Le pilote mort dans l’accident d’un avion de tourisme s’écrasant contre le plus haut gratte-ciel de Pékin le 26 juin dernier avait des pensées suicidaires, selon les autorités chinoises. Ouest France rapporte cette information, confirmant que l’incident a fait 13 blessés et suscité l’incompréhension parmi les habitants, habitués à la rigueur des mesures de sécurité dans la capitale.
Ce qu'il faut retenir
- Un crash contre un gratte-ciel : l’avion de tourisme s’est écrasé le 26 juin 2026 contre le plus haut bâtiment de Pékin.
- 13 blessés : l’accident n’a pas causé de morts supplémentaires, mais a blessé 13 personnes.
- Pensées suicides confirmées : les autorités chinoises ont révélé que le pilote présentait des tendances suicidaires au moment des faits.
- Mesures de sécurité mises en cause : l’incident a surpris, la sécurité aérienne étant réputée très stricte dans la capitale chinoise.
Un crash spectaculaire en plein cœur de Pékin
L’avion de tourisme, probablement un appareil léger, s’est écrasé contre l’un des gratte-ciel emblématiques de Pékin, un bâtiment parmi les plus hauts de la ville. L’impact, filmé par plusieurs témoins, a provoqué des dégâts matériels importants, mais aussi 13 blessés légers à modérés parmi les passants et les occupants des bâtiments voisins. Selon les premiers constats, l’appareil n’aurait pas causé de dégâts majeurs en dehors de la zone immédiate de l’impact, évitant ainsi une catastrophe plus large.
Les images diffusées par les médias locaux montrent une fumée noire s’échappant de la structure endommagée, tandis que les services d’urgence intervenaient rapidement pour sécuriser la zone.
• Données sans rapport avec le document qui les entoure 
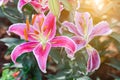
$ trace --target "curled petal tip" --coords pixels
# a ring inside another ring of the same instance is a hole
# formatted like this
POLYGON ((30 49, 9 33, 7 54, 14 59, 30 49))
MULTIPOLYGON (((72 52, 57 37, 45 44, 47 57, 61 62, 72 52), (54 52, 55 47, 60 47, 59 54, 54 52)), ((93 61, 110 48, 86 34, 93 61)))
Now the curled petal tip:
POLYGON ((6 31, 6 33, 7 33, 9 36, 11 35, 10 31, 6 31))

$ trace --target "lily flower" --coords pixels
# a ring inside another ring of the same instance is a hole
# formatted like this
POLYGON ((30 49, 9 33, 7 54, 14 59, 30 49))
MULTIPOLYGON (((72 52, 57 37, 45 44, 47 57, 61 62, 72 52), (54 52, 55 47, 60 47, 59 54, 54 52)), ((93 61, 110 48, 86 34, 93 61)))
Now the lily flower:
MULTIPOLYGON (((0 0, 0 6, 5 5, 8 3, 9 0, 0 0)), ((10 0, 12 1, 12 0, 10 0)))
MULTIPOLYGON (((96 36, 108 35, 112 32, 109 24, 106 21, 101 21, 93 26, 92 18, 88 12, 79 13, 75 12, 75 23, 64 21, 64 27, 67 27, 69 32, 74 33, 72 37, 77 44, 77 51, 86 47, 88 53, 87 72, 94 71, 100 66, 100 57, 96 49, 89 45, 89 42, 96 36)), ((63 27, 62 27, 63 28, 63 27)), ((61 33, 62 33, 61 28, 61 33)), ((74 57, 75 53, 66 50, 70 58, 74 57)))
POLYGON ((48 10, 48 0, 19 0, 18 1, 18 10, 22 13, 22 8, 30 4, 38 12, 44 12, 48 10))
POLYGON ((33 51, 40 70, 46 73, 46 63, 51 47, 65 47, 74 53, 75 42, 66 36, 56 36, 56 18, 52 13, 48 15, 39 14, 32 18, 31 24, 16 23, 9 27, 8 33, 13 32, 19 35, 24 42, 14 48, 11 59, 16 63, 16 59, 27 52, 33 51))

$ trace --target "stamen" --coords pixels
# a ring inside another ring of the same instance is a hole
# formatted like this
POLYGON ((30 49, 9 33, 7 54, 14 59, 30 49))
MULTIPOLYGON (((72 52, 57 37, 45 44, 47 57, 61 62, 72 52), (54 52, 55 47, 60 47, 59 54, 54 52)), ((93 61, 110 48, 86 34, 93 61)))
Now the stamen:
POLYGON ((27 30, 29 31, 30 30, 30 23, 29 23, 29 20, 28 19, 26 19, 26 27, 27 27, 27 30))
POLYGON ((26 41, 28 41, 28 34, 27 34, 27 29, 24 29, 24 38, 26 41))
POLYGON ((42 49, 45 50, 45 47, 46 47, 46 44, 43 44, 42 45, 42 49))
POLYGON ((47 29, 47 26, 44 26, 42 31, 45 32, 46 29, 47 29))
POLYGON ((39 34, 39 32, 38 32, 38 31, 36 31, 36 30, 34 30, 34 33, 35 33, 35 34, 39 34))
POLYGON ((33 25, 34 22, 35 22, 36 16, 37 16, 37 15, 34 15, 33 18, 32 18, 32 25, 33 25))

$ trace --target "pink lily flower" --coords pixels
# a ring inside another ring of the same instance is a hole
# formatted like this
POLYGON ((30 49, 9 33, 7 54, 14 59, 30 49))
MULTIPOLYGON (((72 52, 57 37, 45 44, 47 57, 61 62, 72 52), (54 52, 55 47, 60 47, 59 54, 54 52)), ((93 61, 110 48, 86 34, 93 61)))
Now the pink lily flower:
POLYGON ((8 33, 13 32, 22 39, 27 40, 14 48, 11 58, 14 63, 16 59, 26 53, 33 51, 40 70, 46 73, 47 57, 51 47, 65 47, 71 52, 76 50, 75 42, 66 36, 56 36, 56 18, 52 13, 35 15, 31 24, 17 23, 9 27, 8 33))
POLYGON ((0 6, 7 4, 8 1, 9 1, 9 0, 0 0, 0 6))
MULTIPOLYGON (((95 71, 100 66, 100 57, 96 49, 88 43, 96 36, 108 35, 112 32, 106 21, 101 21, 93 26, 92 18, 88 12, 75 12, 75 24, 65 21, 63 25, 68 28, 69 32, 74 33, 72 39, 77 44, 77 51, 86 47, 88 53, 87 72, 95 71)), ((61 31, 62 33, 62 28, 61 31)), ((75 53, 66 50, 69 57, 74 57, 75 53)))
POLYGON ((38 13, 48 10, 48 0, 19 0, 18 10, 22 13, 22 8, 28 3, 32 5, 38 13))

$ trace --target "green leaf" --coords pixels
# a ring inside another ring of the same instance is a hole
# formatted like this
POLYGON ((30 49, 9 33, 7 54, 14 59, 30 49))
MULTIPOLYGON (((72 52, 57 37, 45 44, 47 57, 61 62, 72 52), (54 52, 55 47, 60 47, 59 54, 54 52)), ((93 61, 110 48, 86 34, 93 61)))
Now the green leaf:
POLYGON ((118 59, 111 58, 110 63, 107 63, 107 64, 117 70, 120 70, 120 60, 118 59))
POLYGON ((68 2, 68 0, 60 0, 64 6, 64 8, 68 11, 72 10, 72 5, 68 2))
POLYGON ((48 0, 48 7, 50 11, 58 17, 60 14, 60 4, 58 0, 48 0))

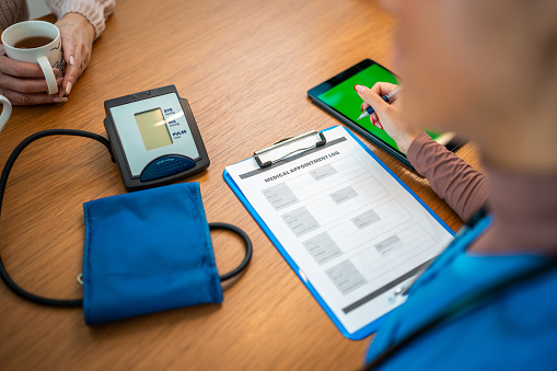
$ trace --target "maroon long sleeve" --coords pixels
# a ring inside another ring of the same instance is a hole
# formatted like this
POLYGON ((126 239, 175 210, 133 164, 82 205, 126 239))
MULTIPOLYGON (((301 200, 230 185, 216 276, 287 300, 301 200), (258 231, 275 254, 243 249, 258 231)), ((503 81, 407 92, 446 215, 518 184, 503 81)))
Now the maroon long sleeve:
POLYGON ((406 155, 462 220, 472 218, 487 201, 485 176, 426 132, 414 140, 406 155))

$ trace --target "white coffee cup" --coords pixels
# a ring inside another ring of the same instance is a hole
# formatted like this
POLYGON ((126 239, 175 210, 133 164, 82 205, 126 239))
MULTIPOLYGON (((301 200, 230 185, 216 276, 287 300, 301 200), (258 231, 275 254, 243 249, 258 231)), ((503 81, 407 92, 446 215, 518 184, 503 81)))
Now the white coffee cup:
POLYGON ((18 61, 38 63, 45 74, 48 94, 58 93, 56 78, 63 76, 66 61, 63 60, 60 30, 56 25, 43 21, 12 24, 2 33, 2 44, 8 57, 18 61), (37 48, 20 49, 14 47, 22 39, 35 36, 53 38, 53 42, 37 48), (60 72, 55 76, 53 68, 59 69, 60 72))
POLYGON ((3 105, 2 114, 0 115, 0 131, 2 131, 5 123, 8 123, 8 119, 10 118, 10 115, 12 114, 12 104, 3 95, 0 95, 0 103, 3 105))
Les autorités ont ordonné l’évacuation partielle des immeubles alentour par précaution, avant de lever l’alerte après confirmation qu’aucun risque d’effondrement supplémentaire ne subsistait.
Les autorités pointent des troubles psychologiques chez le pilote
Dans un communiqué rendu public ce 7 juillet 2026, les autorités chinoises ont indiqué que le pilote, seul occupant de l’appareil, « présentait des signes de pensées suicidaires » au moment de l’accident. « Une enquête préliminaire a révélé des antécédents de troubles psychologiques », a précisé un porte-parole du ministère chinois des Transports, sans pour autant détailler la nature exacte de ces troubles. Les enquêteurs ont également confirmé que l’avion était en état de navigabilité au moment du décollage.
Les motivations précises de l’acte restent à éclaircir. Les autorités ont lancé une enquête approfondie, notamment pour déterminer si des facteurs externes — pression professionnelle, problèmes personnels — ont pu jouer un rôle. Pour l’instant, aucune revendication ni message posthume n’a été retrouvé parmi les effets personnels du pilote.
Une faille dans la sécurité aérienne chinoise ?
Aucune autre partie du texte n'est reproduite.